We experience the cycle of water through the Earth's surface and the atmosphere in everyday life. Clouds build up in the sky. Precipitation falls as rain, hail or snow, seeps into the ground, fills seas, lakes and rivers. Under the influence of heat, the water evaporates again. The water vapour rises into the atmosphere, where it cools down, condenses, and forms new clouds or fog. However, the hydrological cycle of the Earth is not limited to the Earth's surface and atmosphere. Water also flows at great depths in the Earth's crust and mantle.

How does water penetrate deep into the ground?

At subduction zones, two tectonic plates move towards each other and collide. The lighter continental plate poses an obstacle for the approaching, heavier oceanic plate. As a result of the collision, the oceanic plate bends upwards - like a piece of paper pushed over a table top and up against an adjacent wall. In this bulge area, about 200 km off the coast, the upper part of the lithosphere is subjected to an extensional regime. The resulting tensional stress can cause faulting, and vertical offset of the pieces lead the front fragments to sink downwards towards the deep sea trench. These so-called bend-faults provide a pathway for marine sediments and sea water to enter the slab. In some subduction zones of the Earth, such as to the west of Nicaragua in Central America, these faults are very deep. They extend down into the mantle.
When the oceanic plate with its bend-faults descends further, it is progressively subjected to higher temperatures and pressures. Part of the water on the surface of the oceanic plate is only relatively loosely bound to clay minerals, the very fine-grained portion of the marine sediments.
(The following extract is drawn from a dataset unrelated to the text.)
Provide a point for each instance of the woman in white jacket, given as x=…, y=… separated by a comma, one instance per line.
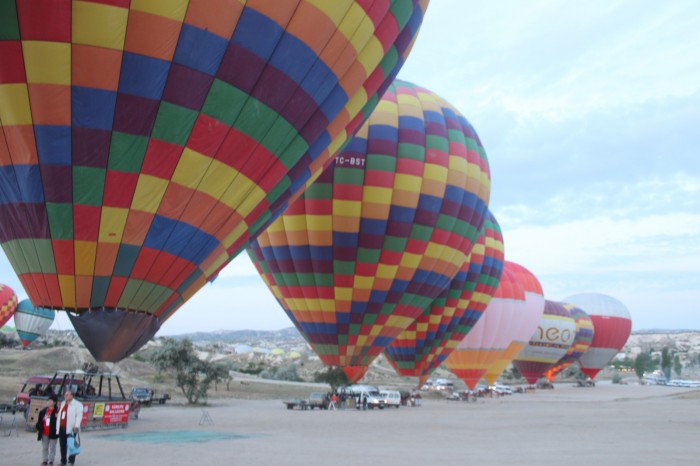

At shallow depths in the forearc of the subduction zone, this water is squeezed out of the plate and leaves the system. However, when the water in the deep faults of the subducting oceanic plate comes into contact with the earth mantle, chemical reactions produce stable, hydrous minerals. Olivine, the mineral that forms the main constituent of the mantle, reacts with water, generating the mineral serpentine. Serpentine withstands the rising temperatures and pressures associated with the subduction of the plate to depths of over 100 km. Only then does its crystal lattice become unstable. A portion of the water particles are extracted from the mineral and are released into the overlying mantle. Here, the water promotes melting of the mantle wedge. Magmas are generated, they rise towards the surface and lead to volcanism. The other part of the water is transported further down into greater depths. In this way, water also penetrates into areas of the mantle that are far away from a subduction zone.

What does the Earth's mantle have to do with life on earth?

Water is an incompatible component in the Earth's mantle. “Incompatible" in this context describes the chemical behaviour of a substance: its preference to reside in a particular material more than in another. In this case it means that the mantle endeavours to expel the water. When new magma forms in the mantle wedge, the water tends to accumulate in the melt rather than remaining in the mineral part of the mantle. It is then transported to the surface with the ascending magma, where it supplies the living world and becomes part of the water cycle on the Earth's surface. Through rain and rivers it flows back into the ocean. If a subduction zone with bend-faults is located beneath the ocean, part of it can be transported back into the deep system in a large-scale cycle. If the Earth's mantle did not behave as it does, there would be no life on Earth. The Earth's mantle permits the biosphere to be.